Stones Bitter is a bitter beer first brewed in 1948 at the Cannon Brewery. It was designed for the steelworkers of Sheffield's Lower Don Valley. Bass extended its distribution to include the north of England in 1977, before extending distribution nationwide in 1979. Its popularity during the 1970s and 1980s in its heartland saw it described as "more of a religion than a beer." By 1992 Stones was the UK's highest selling bitter, with a million barrels sold annually. That same year the ABV of Stones was reduced from 4.1 per cent to 3.9 per cent ABV, and then to 3.7 per cent in 1999. The cask conditioned Stones was restored to 4.1 per cent ABV in 2006, before being discontinued in 2012. A famous major television campaign ran nationally from 1983 until 1991 with the tagline "(Wherever you may wander) there's no taste like Stones" and starred Tony Barton and Michael Angelis. By 1987 it had become the UK's longest running bitter campaign of all time. Stones also sponsored the Rugby Football League Championship from 1986 to 1995 and its successor the Rugby Super League from 1996 to 1997.

===Other beers===
As with many breweries, occasional special brews were commissioned upon commemorative dates and retirement of long-serving employees.
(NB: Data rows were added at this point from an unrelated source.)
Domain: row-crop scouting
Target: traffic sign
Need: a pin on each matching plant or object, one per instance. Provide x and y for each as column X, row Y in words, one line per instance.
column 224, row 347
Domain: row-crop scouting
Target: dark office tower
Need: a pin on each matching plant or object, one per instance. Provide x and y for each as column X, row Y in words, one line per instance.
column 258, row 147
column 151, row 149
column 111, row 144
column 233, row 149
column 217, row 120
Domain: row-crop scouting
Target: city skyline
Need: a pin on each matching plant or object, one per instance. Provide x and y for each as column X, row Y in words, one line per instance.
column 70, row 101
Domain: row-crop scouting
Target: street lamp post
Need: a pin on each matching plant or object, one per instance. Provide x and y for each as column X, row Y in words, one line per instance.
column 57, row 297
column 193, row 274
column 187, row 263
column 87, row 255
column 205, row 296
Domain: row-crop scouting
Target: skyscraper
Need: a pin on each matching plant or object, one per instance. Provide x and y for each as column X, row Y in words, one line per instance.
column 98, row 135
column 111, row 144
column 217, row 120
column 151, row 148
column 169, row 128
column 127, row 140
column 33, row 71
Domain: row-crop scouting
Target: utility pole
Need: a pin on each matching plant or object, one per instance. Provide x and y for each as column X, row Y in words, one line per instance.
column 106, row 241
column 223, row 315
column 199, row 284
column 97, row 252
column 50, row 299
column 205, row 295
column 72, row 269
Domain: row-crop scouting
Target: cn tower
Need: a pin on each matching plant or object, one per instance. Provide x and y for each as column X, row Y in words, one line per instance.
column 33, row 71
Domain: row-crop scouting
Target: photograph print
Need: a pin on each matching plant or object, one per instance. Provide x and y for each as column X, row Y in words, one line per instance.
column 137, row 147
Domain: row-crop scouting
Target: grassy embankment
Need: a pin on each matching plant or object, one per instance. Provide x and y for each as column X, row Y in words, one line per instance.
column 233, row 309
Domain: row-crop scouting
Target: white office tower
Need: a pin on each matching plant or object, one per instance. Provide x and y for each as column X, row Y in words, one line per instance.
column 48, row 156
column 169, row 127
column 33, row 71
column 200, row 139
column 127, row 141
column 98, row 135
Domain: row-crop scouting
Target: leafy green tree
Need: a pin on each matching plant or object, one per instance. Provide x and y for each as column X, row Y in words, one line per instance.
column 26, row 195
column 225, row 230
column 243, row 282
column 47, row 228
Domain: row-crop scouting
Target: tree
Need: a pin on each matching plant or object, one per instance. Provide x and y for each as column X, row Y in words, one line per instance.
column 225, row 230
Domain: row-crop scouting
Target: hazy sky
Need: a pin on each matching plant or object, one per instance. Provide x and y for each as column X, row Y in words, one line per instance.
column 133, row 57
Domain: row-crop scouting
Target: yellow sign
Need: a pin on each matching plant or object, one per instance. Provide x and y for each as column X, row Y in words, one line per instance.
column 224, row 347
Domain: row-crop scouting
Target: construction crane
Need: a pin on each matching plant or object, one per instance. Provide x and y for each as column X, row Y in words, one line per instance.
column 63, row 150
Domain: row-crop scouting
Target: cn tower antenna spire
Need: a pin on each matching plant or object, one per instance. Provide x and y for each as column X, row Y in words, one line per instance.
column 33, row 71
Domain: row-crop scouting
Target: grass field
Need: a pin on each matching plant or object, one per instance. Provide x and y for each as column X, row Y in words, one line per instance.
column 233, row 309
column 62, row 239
In 1991 a special bottled beer was produced when Sheffield Wednesday reached the finals of the Football League Cup. Two thousand bottles of Stones Centenary Ale were produced in 1995, celebrating 100 years of rugby league. This was followed by the 1996 cask conditioned Stones Super League Bitter (4.8 per cent ABV) celebrating Stones' sponsorship of the League, and the 1998 bottled Stones Commemorative Ale which marked the scheduled closure of the brewery. In summer 2007, Everards brewed a one-off cask conditioned Stones Pure Gold (4.1 per cent ABV) golden ale, and in 2011 four cask conditioned sports themed Stones branded ales were made available throughout the first half of the year, brewed at William Worthington's Brewery in Burton upon Trent.